I think that's probably the best way to view this shoe. That's definitely the impression I got when I saw it in a store a couple of weeks ago. The leather is softer and more matte than the Walden's shinier leather, and the kick stiching on the rear counter makes it more casual than the Walden. But the Walden has been around since _before_ 2005 (that's the earliest AE catalogue I have) so I suspect it will continue in parallel with the new Everett, unless of course everyone stops buying Waldens and buys Everetts instead. I think I might have a go at these, once I get past my current fascination with bit loafers.

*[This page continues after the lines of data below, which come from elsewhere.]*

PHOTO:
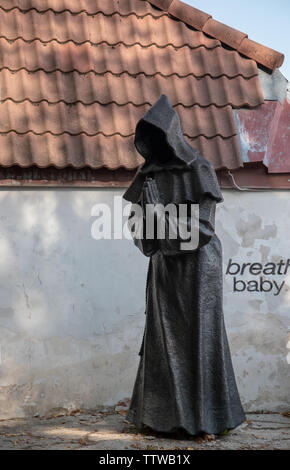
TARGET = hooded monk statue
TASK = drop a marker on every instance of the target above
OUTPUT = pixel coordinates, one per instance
(185, 378)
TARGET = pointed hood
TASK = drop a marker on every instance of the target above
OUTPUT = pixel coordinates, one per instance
(159, 137)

BTW, good attempt on the upsell, Closerlook. I can't give you any points, though, since Patrick is an easy mark when it comes to new shoes!


----------



## closerlook (Sep 3, 2008)

Doctor Damage said:


> I think that's probably the best way to view this shoe. That's definitely the impression I got when I saw it in a store a couple of weeks ago. The leather is softer and more matte than the Walden's shinier leather, and the kick stiching on the rear counter makes it more casual than the Walden. But the Walden has been around since _before_ 2005 (that's the earliest AE catalogue I have) so I suspect it will continue in parallel with the new Everett, unless of course everyone stops buying Waldens and buys Everetts instead. I think I might have a go at these, once I get past my current fascination with bit loafers.
> 
> BTW, good attempt on the upsell, Closerlook. I can't give you any points, though, since Patrick is an easy mark when it comes to new shoes!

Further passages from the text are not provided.